Anche altri membri del gruppo critico di McCarthy, che poche settimane fa ha portato la votazione per la sua elezione a Speaker al quindicesimo scrutinio, hanno ricevuto ruoli importanti. Byron Donalds (R-Fla.) e Andy Ogles (R-Tenn.) sono stati nominati nel Financial Services Committee, mentre Michael Cloud (R-Texas) e Andrew Clyde (R-Ga.) hanno avuto un ruolo nell’Appropriations Committee.
Le altre notizie della settimana
La crisi economica dell’ultimo periodo si sta facendo sentire anche sulle Big Tech company, che negli Stati Uniti sono prossime ad un elevato numero di licenziamenti. L’ultima grande azienda in ordine cronologico ad agire in tal senso è stata Google, che ha annunciato ben 12.000 licenziamenti, in scia con quanto fatto già da Microsoft, Amazon e Meta.
La Casa Bianca, per bocca della portavoce Karine Jean-Pierre, ha affermato: “Il Presidente è preoccupato della situazione e sta monitorando la cosa. Tuttavia i dati mostrano come queste compagnie stiano continuando a crescere e la disoccupazione è a livelli molto bassi”.
Un recente sondaggio eseguito da Harvard CAPS-Harris ha mostrato come la vicenda relativa ai documenti riservati in possesso di Joe Biden, della quale abbiamo parlato nel numero della scorsa settimana, abbia impattato negativamente sulla popolarità del presidente. Per il 64% degli intervistati, infatti, “la presenza di questi documenti in luoghi non protetti rappresenta un serio pericolo per la sicurezza nazionale”.
Parlando della vicenda, Biden ha cercato di minimizzare affermando: “Ho seguito semplicemente quello che i miei avvocati hanno detto di fare”.
La Florida, governata da Ron DeSantis (considerato uno dei papabili candidati nella corsa alla presidenza), ha impedito l’avvio di un corso universitario sulla storia afro-americana. Secondo lo stesso DeSantis, tale corso “non avrebbe valori istruttivi e sarebbe contrario alle leggi dello stato”. Tale decisione ha incontrato la forte opposizione della Casa Bianca, che ha definito tale scelta “incomprensibile”.
Paesi Bassi e Giappone, fra i fornitori di apparecchiature per la produzione di semiconduttori, sono vicini a unirsi a uno sforzo guidato dall'amministrazione Biden per limitare le esportazioni della tecnologia in Cina e ostacolare la sua spinta nell'industria dei microchip. Questa mossa rappresenterebbe un importante vittoria per l’amministrazione Biden, che da tempo sta combattendo una guerra commerciale proprio sul fronte dei semiconduttori.

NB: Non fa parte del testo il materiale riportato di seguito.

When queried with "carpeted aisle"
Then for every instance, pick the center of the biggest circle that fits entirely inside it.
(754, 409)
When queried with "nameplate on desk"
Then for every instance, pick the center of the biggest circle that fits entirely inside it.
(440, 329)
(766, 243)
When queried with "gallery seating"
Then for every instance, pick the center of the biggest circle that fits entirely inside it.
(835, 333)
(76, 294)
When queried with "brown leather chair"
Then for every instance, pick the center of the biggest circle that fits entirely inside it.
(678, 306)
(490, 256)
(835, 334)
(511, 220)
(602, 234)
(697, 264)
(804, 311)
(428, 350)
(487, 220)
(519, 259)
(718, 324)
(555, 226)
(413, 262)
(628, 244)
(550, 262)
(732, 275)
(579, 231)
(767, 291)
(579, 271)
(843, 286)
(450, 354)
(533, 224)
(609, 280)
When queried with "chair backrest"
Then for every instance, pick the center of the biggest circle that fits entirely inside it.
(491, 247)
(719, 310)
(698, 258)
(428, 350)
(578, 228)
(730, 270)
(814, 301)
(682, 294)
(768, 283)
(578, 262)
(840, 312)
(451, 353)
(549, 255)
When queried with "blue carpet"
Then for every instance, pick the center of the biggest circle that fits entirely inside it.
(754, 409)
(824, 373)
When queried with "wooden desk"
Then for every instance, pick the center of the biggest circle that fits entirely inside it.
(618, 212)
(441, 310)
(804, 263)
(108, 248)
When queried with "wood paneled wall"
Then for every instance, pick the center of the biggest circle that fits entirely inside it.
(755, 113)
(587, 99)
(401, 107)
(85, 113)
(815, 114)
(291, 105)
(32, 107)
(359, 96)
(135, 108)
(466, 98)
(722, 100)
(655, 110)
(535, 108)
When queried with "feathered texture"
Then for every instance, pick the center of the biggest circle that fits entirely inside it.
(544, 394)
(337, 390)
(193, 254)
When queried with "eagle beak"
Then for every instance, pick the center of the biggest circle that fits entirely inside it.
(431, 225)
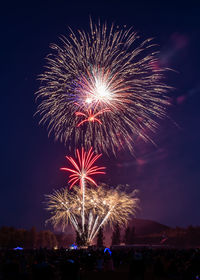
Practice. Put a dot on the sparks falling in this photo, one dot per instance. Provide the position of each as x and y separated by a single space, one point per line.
83 169
110 74
103 206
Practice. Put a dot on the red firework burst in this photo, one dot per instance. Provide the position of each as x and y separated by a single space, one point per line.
90 116
83 167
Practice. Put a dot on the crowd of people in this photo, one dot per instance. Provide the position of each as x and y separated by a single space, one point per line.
62 264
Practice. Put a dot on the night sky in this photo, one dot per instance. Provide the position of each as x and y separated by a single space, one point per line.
167 175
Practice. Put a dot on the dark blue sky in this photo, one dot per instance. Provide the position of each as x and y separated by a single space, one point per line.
168 175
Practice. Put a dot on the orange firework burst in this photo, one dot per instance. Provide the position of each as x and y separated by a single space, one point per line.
83 168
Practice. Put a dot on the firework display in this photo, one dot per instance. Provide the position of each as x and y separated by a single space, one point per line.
103 206
102 89
83 170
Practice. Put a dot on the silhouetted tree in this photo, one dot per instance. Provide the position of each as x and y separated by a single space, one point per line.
100 238
129 235
116 235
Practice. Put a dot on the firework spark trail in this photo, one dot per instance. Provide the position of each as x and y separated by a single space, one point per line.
102 206
106 68
84 168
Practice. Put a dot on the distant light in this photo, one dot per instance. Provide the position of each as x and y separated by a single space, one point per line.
18 248
107 249
73 247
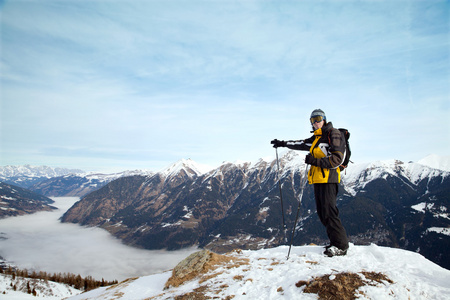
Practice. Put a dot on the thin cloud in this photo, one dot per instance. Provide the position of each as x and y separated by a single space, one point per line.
40 242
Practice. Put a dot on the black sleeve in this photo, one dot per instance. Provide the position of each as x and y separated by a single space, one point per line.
303 145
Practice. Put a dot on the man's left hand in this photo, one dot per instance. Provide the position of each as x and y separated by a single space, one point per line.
310 160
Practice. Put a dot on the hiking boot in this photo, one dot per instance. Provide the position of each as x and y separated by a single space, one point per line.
335 251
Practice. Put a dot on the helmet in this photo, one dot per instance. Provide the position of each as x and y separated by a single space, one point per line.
318 113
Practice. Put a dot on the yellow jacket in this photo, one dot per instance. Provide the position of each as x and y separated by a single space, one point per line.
327 146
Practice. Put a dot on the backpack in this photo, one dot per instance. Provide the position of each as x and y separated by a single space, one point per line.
347 152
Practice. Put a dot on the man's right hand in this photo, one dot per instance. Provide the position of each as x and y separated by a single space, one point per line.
276 143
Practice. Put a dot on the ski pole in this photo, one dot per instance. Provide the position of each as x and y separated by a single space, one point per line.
281 197
302 183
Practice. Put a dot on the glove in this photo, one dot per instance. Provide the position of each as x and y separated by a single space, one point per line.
276 143
310 160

L’House GOP Steering Committee ha assegnato al deputato George Santos (R-N.Y.), al centro di numerose polemiche per aver mentito a più riprese a riguardo del suo curriculum, un posto nell’House Small Business Committee e House Science, Space, and Technology Committee. Questa scelta è stata presa nonostante diversi membri del suo stesso partito abbiano richiesto le sue dimissioni.
Ruben Gallego, attuale deputato democratico eletto in Arizona, intende annunciare la sua candidatura al Senato nel novembre 2024 per il seggio attualmente detenuto da Kyrsten Sinema (che è uscita di recente dal Partito Democratico).
Il senatore Tim Kaine (D-Va) ha annunciato la sua intenzione di cercare un terzo mandato al Senato, causando un'ondata di sollievo nel Partito Democratico, dopo le preoccupazioni che si ritirasse e creasse una potenziale occasione per i Repubblicani.